U.S. Olympic gymnast Simone Biles is now shining a light on the importance of mental health for athletes after she surprisingly withdrew from team competition in Japan.
Biles is the most decorated American gymnast and renowned worldwide as the greatest of all time. But on Tuesday, her message was that no matter the situation, mental health comes first.
Gymnastics is a high-flying, fast-paced sport of precision and coordination that, according to Division III national champion Amanda Carney, is just as much mental as it is physical.

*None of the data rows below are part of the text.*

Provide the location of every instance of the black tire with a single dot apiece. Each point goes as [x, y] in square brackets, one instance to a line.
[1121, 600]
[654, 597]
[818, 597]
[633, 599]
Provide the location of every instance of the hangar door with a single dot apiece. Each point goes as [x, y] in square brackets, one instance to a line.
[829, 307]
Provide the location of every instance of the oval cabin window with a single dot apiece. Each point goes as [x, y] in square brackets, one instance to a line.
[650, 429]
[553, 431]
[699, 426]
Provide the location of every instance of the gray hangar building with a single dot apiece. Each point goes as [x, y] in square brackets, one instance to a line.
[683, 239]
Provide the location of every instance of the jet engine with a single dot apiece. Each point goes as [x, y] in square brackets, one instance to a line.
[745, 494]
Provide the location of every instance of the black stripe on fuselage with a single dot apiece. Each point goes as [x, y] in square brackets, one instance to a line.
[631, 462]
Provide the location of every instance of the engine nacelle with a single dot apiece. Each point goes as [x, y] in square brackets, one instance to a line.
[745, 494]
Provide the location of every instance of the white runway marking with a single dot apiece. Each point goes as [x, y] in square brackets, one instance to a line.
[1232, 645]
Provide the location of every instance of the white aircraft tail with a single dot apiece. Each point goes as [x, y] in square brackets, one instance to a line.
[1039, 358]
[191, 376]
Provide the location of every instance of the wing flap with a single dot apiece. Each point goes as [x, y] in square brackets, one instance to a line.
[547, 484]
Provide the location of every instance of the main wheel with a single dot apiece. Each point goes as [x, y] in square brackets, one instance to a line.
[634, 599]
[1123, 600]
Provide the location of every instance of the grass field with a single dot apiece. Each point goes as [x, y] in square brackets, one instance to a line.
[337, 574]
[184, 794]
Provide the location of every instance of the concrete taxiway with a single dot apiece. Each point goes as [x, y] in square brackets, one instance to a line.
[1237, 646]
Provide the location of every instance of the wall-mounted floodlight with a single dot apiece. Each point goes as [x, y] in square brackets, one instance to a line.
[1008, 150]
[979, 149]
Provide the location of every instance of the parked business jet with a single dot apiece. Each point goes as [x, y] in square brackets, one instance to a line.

“Gymnastics is 50-50,” she said. “Yes, you need to be like strong and flexible, but also you have to have mental strength and capacity to learn new things, to take in the technique of new things, and then convince yourself you can do this.”
That mental aspect of the sport apparently took its toll on Biles.
“It’s been a long week, it’s been a long Olympic process, it’s been a long year” Biles said.
For Carney, the sport of gymnastics means so much more than just winning medals.
“I think there’s more to it than just one competition. Yes, it’s the biggest one, but I think that they don’t do it for one competition,” Carney said. “I don’t even think they do it for competitions and winning most of the time. It’s more just, they do it because they love it.”
Lily Goulding is currently competing collegiately and said the sport can be grueling, adding that that her heart goes out to Biles.
“It’s so much pressure, and sometimes that goes too far,” Goulding said. “It’s definitely so hard. So many people do look up to [Biles] and they think that she is the best, she’s the greatest.”
For Goulding and many of her teammates, gymnastics are an escape.
“It’s so different. It’s a way to get out of everything, kind of de-stress and just come to it,” she said.
They’re also a passion, according to Goulding.
“It’s a lot of work, it is stressful, but it’s so exciting to go out there and be able to show off everything you do in practice,” Goulding added.
Carney, who also coaches at O’Leary’s Gymnastics, said the sport also takes sacrifice.
“A lot of them miss a lot of life events, school dances, prom, sleepovers, just to do the sport that they love, so it means a lot,” Carney said. “It requires a lot of strength, a lot of mental strength, but, I mean, the girls were just built a little differently, they persevere and they’re amazing, honestly.”